James McTiernan, area vice president for national consulting firm Arthur J. Gallagher, said selling HVHC could help Highmark's cash flow.
“It's something that has a lot of instant value to them, and they could use the money for their core business — that being health insurance and health care delivery,” he said. “In that sense, it makes a lot of sense.”
He wondered whether Highmark would partner with a purchaser and continue to sell its Davis Vision optical insurance.
Highmark acquired HVHC, formerly known as Eye Care Centers of America, in 2006. HVHC has more than 9,000 employees and operates in all 50 states and Washington.

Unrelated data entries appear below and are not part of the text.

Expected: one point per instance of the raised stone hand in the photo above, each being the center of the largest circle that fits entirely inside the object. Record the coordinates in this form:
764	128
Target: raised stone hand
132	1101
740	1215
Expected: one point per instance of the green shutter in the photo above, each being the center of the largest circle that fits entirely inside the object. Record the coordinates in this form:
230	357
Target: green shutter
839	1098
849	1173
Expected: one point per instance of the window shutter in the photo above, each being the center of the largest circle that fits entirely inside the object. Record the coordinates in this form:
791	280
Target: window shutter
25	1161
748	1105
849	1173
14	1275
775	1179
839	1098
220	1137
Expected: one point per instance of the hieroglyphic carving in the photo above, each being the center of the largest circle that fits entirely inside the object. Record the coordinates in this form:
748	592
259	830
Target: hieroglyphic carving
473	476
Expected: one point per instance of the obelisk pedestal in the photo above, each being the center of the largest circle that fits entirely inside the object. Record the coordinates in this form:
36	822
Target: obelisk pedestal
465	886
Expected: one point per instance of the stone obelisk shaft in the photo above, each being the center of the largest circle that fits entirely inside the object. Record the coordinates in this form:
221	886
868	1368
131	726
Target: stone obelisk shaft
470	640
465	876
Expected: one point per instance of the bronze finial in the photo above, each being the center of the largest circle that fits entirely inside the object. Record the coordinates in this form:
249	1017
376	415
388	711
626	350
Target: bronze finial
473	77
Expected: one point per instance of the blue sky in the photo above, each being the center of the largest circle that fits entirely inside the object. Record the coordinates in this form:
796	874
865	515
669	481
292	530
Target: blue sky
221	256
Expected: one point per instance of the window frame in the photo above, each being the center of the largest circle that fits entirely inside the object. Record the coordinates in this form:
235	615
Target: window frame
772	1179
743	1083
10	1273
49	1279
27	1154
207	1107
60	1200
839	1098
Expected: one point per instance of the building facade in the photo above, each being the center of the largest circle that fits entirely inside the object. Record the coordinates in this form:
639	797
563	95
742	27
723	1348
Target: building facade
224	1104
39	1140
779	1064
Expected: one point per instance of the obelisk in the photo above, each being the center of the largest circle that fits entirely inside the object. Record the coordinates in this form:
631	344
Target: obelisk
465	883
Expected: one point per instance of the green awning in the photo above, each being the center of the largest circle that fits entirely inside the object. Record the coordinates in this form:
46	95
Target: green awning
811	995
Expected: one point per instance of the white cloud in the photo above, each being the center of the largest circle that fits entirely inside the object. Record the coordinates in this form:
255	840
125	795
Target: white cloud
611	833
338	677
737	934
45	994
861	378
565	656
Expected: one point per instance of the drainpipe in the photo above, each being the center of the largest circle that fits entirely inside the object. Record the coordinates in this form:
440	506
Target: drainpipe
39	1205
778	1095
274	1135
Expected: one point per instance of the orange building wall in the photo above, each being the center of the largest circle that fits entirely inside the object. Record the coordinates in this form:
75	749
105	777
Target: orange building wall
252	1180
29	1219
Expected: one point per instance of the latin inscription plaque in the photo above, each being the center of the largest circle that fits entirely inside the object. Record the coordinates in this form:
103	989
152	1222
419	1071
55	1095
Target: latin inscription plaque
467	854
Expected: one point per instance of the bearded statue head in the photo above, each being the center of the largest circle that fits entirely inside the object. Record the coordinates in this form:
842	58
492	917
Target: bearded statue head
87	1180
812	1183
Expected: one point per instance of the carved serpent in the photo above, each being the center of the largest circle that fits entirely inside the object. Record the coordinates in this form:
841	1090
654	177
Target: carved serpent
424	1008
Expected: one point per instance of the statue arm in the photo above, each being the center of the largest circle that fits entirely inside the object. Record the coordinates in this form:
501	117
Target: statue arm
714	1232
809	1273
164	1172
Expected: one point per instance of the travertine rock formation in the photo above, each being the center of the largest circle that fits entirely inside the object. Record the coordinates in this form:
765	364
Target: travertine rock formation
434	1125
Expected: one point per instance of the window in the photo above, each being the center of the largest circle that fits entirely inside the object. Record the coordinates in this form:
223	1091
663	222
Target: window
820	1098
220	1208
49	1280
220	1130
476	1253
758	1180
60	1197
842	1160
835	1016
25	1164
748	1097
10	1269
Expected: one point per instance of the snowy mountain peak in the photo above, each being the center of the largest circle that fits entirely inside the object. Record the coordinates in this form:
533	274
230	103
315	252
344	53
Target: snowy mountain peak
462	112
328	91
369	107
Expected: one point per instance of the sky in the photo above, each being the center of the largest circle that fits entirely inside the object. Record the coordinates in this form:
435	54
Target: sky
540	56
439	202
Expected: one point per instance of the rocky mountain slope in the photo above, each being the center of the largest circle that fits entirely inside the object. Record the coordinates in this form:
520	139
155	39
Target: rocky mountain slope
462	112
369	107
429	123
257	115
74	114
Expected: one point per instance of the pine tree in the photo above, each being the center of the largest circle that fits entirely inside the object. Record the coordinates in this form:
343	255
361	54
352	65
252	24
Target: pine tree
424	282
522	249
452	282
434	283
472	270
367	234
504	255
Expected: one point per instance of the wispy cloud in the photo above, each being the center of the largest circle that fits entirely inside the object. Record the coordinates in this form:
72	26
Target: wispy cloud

It manufactures eyeglasses at five plants in Texas, New York and Newtown Square, Delaware County.
HVHC Inc., Visionworks and Davis Vision are headquartered in San Antonio, Texas.
Billger said Affordable Care Act marketplace losses would not be relevant in any potential sale.
“Highmark is a financially strong company and is not in need of a cash infusion,” he said. “The Affordable Care Act is a line of business we have already taken action in addressing through modifications to plan offerings and legal actions against the federal government.”
Highmark maintains more than $6 billion in investment assets as part of its strategic portfolio, Billger said.
HVHC is attractive because “people can see it is a very successful vision business,” he said.
Still, Stephen Foreman, an associate professor of health care administration at Robert Morris University in Moon, was puzzled by the potential sale.
“It seems strange to me that they would sell a profitable business,” Foreman said. “I was wondering about their cash needs as well.”